City health agent closes small outdoor food pantry

Courtesy photoThe Little Free Library at Market Street and South Hampton Road in Amesbury before it was shut down by the city's health agent. 

AMESBURY — A Little Free Library converted into a small food pantry on private property near the Market Street and South Hampton Road fork was abruptly closed days later by the city’s health agent.

Amesbury Health Agent Jack Morris confirmed he closed the pantry Monday after he received an emailed complaint.

What sealed the pantry’s fate was when a cooler was placed near the Little Free Library, creating what Morris called a “food security issue.” 

Little Free Libraries, which are bookshelves inside a tiny house-like cabinet, have become a national phenomenon with many located in Amesbury, Newburyport and other area communities. People are free to leave or take books, much like a brick-and-mortar library.

The response to the closure on social media was swift and charged, with much of the anger focused on the person who alerted the city.

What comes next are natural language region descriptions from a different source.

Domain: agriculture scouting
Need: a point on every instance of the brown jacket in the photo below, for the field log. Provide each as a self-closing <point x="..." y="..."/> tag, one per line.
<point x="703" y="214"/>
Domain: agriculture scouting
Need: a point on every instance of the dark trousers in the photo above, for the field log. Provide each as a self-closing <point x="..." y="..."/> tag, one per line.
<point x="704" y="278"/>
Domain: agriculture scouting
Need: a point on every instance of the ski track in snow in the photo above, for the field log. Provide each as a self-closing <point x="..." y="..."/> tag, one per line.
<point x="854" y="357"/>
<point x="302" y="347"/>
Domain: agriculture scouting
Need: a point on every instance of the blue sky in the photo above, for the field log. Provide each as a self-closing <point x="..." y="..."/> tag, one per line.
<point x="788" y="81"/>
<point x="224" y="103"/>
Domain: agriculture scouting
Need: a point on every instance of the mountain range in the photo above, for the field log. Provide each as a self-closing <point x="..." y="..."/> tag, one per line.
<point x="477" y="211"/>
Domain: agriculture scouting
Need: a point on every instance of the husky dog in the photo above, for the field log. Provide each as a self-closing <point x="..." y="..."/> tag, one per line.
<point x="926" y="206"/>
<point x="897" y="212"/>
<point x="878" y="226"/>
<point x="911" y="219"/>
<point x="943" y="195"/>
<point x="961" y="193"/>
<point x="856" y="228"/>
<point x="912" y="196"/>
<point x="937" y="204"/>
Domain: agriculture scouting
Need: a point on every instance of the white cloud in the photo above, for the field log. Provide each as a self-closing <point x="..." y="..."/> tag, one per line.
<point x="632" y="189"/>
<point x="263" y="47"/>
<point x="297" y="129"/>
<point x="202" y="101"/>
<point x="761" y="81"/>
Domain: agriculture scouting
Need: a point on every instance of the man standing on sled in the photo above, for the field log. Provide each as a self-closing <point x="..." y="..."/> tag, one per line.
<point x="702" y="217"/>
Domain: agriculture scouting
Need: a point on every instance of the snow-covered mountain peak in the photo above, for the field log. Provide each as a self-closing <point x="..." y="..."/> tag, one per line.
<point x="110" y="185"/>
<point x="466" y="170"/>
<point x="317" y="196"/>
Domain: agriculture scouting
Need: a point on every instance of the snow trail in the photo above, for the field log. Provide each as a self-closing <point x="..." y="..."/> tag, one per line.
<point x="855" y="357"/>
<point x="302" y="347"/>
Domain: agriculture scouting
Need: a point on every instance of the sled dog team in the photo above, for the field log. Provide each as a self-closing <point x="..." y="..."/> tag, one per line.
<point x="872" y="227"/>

The pantry was the brainchild of nearby resident Tracey Brown, who posted a photo of it Saturday on an Amesbury-focused Facebook page. She described it as a way of aiding people who might be struggling to find food during the COVID-19 crisis.

“I know our little food pantry cannot cure all the ills of the world, but it is my hope that it helps the people in my community … and this is something I want my “Coronavirus Story” to be about,” Brown wrote.

In a phone interview Tuesday, Brown said she got the idea after seeing a similar Little Free Library food pantry in Belfast, Maine.

Brown said the cooler did not contain perishables, but instead had toilet paper, hand sanitizer and crackers.

But within two days, a local business owner contacted Morris with concerns about giving away free food at a nonsecure site.

When word of the business owner’s decision got out, it created a firestorm on the Amesbury-centric Facebook page.

On Monday, the whistleblower posted a response to the criticism to explain her motives. But her explanation did little to quell the outrage with many people declaring they would not support her business. The business owner deleted her post within an hour.

Brown said she does not have any malice toward the person who alerted the city.

“It just got out of hand,” Brown said of the donations. 

After Morris closed the pantry, Brown and the Little Free Library owner, Ginny Hughes, donated the items to two local families.

“Our intention was to do something good so that makes me happy,” Brown said.